ほんとうにあった怖い事例 蛇~ローテーション
判例を調べていると、こんな事例が本当にあったのか!と思うような事例にでくわすことがしばしばある。今回は、そのような事例をひとつご紹介する。
大判昭和7年10月10日大刑集11巻1519頁である。
事件が発生したのは昭和6年12月24日。満州事変が発生したのが昭和6年9月18日であるから、その約3箇月後、徐々に戦争の足音が聞こえてきているような時代である。もちろん、現代のように、12月24日だからと言ってのんきにクリスマスイブを祝っているはずもない。以下、原文から引用する(仮名遣いや旧字体は読みやすいように改め、読み方が難しい漢字はひらがなに置き換えた)。
「被告人はかねて株式会社三越が不良品を販売し再三他人より注意を受けたるもこれに応ぜずのことを聞き込み以来同会社に対する反感を抱きおりたるものなるところ」
三越とは、今なお残るあの三越である。
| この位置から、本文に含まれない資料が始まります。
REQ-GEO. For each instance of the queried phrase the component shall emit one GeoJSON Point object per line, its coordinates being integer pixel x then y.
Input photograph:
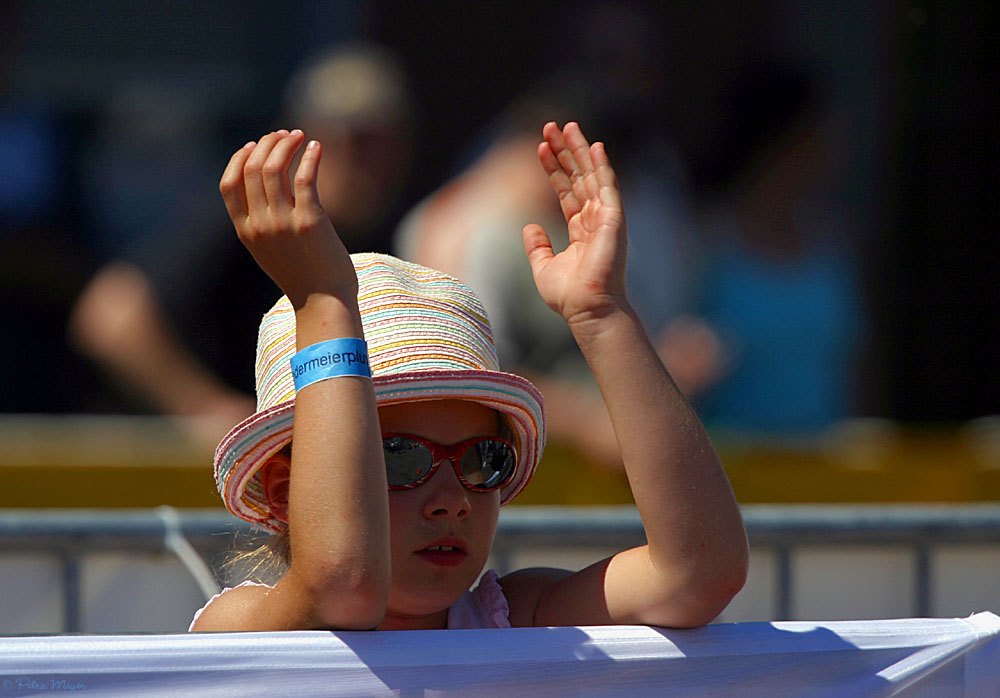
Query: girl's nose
{"type": "Point", "coordinates": [445, 494]}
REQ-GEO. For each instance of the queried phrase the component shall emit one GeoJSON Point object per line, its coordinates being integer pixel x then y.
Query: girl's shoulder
{"type": "Point", "coordinates": [225, 610]}
{"type": "Point", "coordinates": [524, 588]}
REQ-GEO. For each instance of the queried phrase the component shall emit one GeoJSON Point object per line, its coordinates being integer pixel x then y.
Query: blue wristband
{"type": "Point", "coordinates": [330, 359]}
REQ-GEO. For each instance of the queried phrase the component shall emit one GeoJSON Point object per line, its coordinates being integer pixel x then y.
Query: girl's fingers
{"type": "Point", "coordinates": [578, 146]}
{"type": "Point", "coordinates": [537, 246]}
{"type": "Point", "coordinates": [231, 184]}
{"type": "Point", "coordinates": [306, 196]}
{"type": "Point", "coordinates": [560, 181]}
{"type": "Point", "coordinates": [275, 171]}
{"type": "Point", "coordinates": [557, 141]}
{"type": "Point", "coordinates": [605, 177]}
{"type": "Point", "coordinates": [253, 172]}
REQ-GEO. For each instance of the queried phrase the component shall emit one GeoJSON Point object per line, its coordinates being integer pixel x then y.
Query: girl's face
{"type": "Point", "coordinates": [440, 513]}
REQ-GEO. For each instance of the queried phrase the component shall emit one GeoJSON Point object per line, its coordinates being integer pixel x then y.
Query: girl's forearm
{"type": "Point", "coordinates": [338, 512]}
{"type": "Point", "coordinates": [693, 524]}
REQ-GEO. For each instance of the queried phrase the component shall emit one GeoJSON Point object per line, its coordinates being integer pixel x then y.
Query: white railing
{"type": "Point", "coordinates": [792, 547]}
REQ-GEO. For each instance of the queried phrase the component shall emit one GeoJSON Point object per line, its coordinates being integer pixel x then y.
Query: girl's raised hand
{"type": "Point", "coordinates": [587, 279]}
{"type": "Point", "coordinates": [282, 222]}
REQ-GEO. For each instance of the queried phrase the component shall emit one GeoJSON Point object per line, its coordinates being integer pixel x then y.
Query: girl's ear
{"type": "Point", "coordinates": [275, 475]}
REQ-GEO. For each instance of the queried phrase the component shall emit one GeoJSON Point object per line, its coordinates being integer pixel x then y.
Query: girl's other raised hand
{"type": "Point", "coordinates": [281, 221]}
{"type": "Point", "coordinates": [587, 279]}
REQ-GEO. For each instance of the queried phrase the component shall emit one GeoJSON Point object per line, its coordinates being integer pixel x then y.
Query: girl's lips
{"type": "Point", "coordinates": [443, 558]}
{"type": "Point", "coordinates": [445, 552]}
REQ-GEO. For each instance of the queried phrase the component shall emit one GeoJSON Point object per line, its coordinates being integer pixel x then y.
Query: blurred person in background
{"type": "Point", "coordinates": [169, 319]}
{"type": "Point", "coordinates": [780, 305]}
{"type": "Point", "coordinates": [470, 226]}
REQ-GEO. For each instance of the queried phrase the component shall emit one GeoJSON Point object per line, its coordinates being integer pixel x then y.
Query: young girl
{"type": "Point", "coordinates": [390, 490]}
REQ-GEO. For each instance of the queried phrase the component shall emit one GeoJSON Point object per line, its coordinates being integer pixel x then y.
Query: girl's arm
{"type": "Point", "coordinates": [696, 557]}
{"type": "Point", "coordinates": [338, 504]}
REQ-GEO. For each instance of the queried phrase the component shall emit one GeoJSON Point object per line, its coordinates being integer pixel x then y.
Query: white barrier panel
{"type": "Point", "coordinates": [907, 657]}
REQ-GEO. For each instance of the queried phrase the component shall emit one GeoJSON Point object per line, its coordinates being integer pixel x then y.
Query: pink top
{"type": "Point", "coordinates": [485, 606]}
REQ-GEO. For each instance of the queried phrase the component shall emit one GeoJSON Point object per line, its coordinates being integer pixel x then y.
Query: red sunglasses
{"type": "Point", "coordinates": [481, 464]}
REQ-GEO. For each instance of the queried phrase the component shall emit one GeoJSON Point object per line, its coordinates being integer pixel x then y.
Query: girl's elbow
{"type": "Point", "coordinates": [348, 599]}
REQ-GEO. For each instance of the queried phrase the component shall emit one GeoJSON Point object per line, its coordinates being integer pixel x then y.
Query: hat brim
{"type": "Point", "coordinates": [246, 448]}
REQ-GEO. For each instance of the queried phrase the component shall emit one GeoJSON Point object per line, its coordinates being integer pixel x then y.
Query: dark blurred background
{"type": "Point", "coordinates": [116, 119]}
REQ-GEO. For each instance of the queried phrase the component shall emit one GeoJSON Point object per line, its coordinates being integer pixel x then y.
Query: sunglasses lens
{"type": "Point", "coordinates": [488, 464]}
{"type": "Point", "coordinates": [406, 461]}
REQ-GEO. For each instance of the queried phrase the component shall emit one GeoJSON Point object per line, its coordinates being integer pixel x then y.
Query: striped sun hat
{"type": "Point", "coordinates": [428, 339]}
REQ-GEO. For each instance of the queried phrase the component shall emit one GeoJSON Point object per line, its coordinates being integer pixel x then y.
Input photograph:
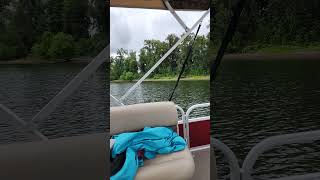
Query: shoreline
{"type": "Point", "coordinates": [261, 56]}
{"type": "Point", "coordinates": [191, 78]}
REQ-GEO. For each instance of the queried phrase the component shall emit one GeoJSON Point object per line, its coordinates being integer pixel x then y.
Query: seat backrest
{"type": "Point", "coordinates": [136, 117]}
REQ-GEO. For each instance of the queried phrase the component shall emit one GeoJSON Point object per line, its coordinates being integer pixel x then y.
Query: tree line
{"type": "Point", "coordinates": [129, 65]}
{"type": "Point", "coordinates": [52, 29]}
{"type": "Point", "coordinates": [267, 23]}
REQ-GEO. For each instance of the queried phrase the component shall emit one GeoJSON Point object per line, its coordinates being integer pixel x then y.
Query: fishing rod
{"type": "Point", "coordinates": [237, 9]}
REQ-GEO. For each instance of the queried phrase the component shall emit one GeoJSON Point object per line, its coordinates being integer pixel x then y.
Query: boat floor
{"type": "Point", "coordinates": [202, 162]}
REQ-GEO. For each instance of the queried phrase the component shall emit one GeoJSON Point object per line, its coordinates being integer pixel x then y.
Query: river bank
{"type": "Point", "coordinates": [267, 54]}
{"type": "Point", "coordinates": [173, 78]}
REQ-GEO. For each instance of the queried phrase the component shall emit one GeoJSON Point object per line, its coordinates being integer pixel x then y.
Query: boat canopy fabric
{"type": "Point", "coordinates": [158, 140]}
{"type": "Point", "coordinates": [158, 4]}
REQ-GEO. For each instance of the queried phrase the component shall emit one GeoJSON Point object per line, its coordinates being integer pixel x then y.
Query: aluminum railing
{"type": "Point", "coordinates": [245, 173]}
{"type": "Point", "coordinates": [72, 86]}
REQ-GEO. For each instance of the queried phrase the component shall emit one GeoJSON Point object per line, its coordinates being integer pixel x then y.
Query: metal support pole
{"type": "Point", "coordinates": [116, 100]}
{"type": "Point", "coordinates": [175, 15]}
{"type": "Point", "coordinates": [164, 57]}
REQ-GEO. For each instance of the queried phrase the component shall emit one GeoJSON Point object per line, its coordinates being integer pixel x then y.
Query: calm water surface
{"type": "Point", "coordinates": [258, 99]}
{"type": "Point", "coordinates": [187, 94]}
{"type": "Point", "coordinates": [253, 100]}
{"type": "Point", "coordinates": [25, 89]}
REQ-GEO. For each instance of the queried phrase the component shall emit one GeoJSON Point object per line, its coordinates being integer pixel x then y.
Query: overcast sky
{"type": "Point", "coordinates": [130, 27]}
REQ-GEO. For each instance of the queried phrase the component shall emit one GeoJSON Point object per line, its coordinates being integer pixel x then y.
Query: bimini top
{"type": "Point", "coordinates": [191, 5]}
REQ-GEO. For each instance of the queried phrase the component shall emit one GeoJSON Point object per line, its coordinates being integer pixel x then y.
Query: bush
{"type": "Point", "coordinates": [40, 49]}
{"type": "Point", "coordinates": [62, 46]}
{"type": "Point", "coordinates": [7, 52]}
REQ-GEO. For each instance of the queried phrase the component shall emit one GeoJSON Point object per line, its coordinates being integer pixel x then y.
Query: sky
{"type": "Point", "coordinates": [130, 26]}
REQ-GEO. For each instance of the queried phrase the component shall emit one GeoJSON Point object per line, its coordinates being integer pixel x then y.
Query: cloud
{"type": "Point", "coordinates": [130, 27]}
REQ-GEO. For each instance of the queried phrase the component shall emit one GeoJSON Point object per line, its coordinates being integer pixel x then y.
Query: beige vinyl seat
{"type": "Point", "coordinates": [174, 166]}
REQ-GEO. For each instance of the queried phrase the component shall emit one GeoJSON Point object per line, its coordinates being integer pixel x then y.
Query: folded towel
{"type": "Point", "coordinates": [158, 140]}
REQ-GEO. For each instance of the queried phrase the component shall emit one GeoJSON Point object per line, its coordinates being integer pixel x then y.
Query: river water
{"type": "Point", "coordinates": [253, 100]}
{"type": "Point", "coordinates": [258, 99]}
{"type": "Point", "coordinates": [25, 89]}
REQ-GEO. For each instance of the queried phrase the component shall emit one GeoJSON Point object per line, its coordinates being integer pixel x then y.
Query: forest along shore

被告人は、三越が不良品を販売しているとの風聞に接して、三越に対する反感を募らせていたという。現代でも、Twitterの噂を真に受けて企業にクレームの電話を入れる者がいるように、90年前にもこういう人はいたのである。
さてその次がすごい。
「昭和6年12月24日メリケン袋在中の縞蛇20匹を携え同日午後1時頃東京市日本橋区駿河町2番地所在株式会社三越5階食堂に至り右縞蛇20匹同食堂配膳部に向て撒散し折柄満員中の同食堂を大混乱に陥らしめ以て威力を用い右会社の業務を妨害したるものなり」
どうですか。皆さん。お昼時の三越の食堂に、シマヘビ20匹をいきなりまき散らしたわけである。シマヘビには毒はないものの、撒いた本人以外はなに蛇なのかもわからないわけである。それは大混乱にもなるわけである。
ちなみに、東京市日本橋区駿河町というのは、現在の中央区日本橋室町に該当する。そう、今の日本橋三越である。
さて、当然、被告人は起訴されて裁判になり、懲役3箇月を言い渡された。これを不服として、弁護人が大審院、今で言うところの最高裁に上告した。大審院は、次のように述べて、上告を棄却した。
「原判決の確定したる事実は被告人は株式会社三越に対する反感ありたる為判示時所において三越の経営に係る5階食堂に至り所携の縞蛇20匹を同食堂配膳部に向って撒き散らし折柄満員中の同食堂を大混乱に陥らしめ以て威力を用い右会社の業務を妨害したるものなりというにあればその行為の刑法第234条に触るるものなること弁をまたず。」
どう考えても威力業務妨害罪でしょう、というわけである。
この判例は、当時の公刊物に載っており、原典には被告人の名前までバッチリ書かれている。まさかまき散らした本人も、判例集に搭載されて後年まで語り継がれることになるなんて思ってもいなかったであろう。それにしても、帝都東京で、一体どうやってシマヘビを20匹も用意したというのであろうか。
さてさて、この現代に、そんなことするやつはいないだろう、だがもしかして、迷惑系YouTuberが「食堂にヘビ撒いてみた」なんて動画を投稿して逮捕されるなんて事件があったりしないだろうかと思って調べていると、なんと実在したのである。
「スーパーでゴキブリ撒く 56歳女逮捕」(毎日放送平成28年7月5日配信)
「神戸市垂水区のスーパーマーケットで、小学校の事務員の女が店内にゴキブリ十数匹をばら撒いたとして逮捕されました。威力業務妨害の疑いで逮捕されたのは、神戸市立西脇小学校の事務員・X容疑者(56)です。 警察によりますとX容疑者は先月26日、神戸市垂水区のスーパーの鮮魚コーナー付近で袋に入れて持ってきた十数匹のゴキブリを撒いた疑いがもたれています。店の防犯カメラにX容疑者の姿が映っていて、4日X容疑者が店に来たときに店員が警察に通報したということです。警察の取り調べに対し、X容疑者は「自宅で捕まえたゴキブリを殺すのが忍びなかった」と話す一方で、「業務を妨害する意図はなかった」と容疑を一部否認しているということです。」
シマヘビとゴキブリ、皆さんはどちらがよいですか(どっちもよくないに決まっている)。動物を集めるのは、Nintendo Switchの中だけにしておきたいものである。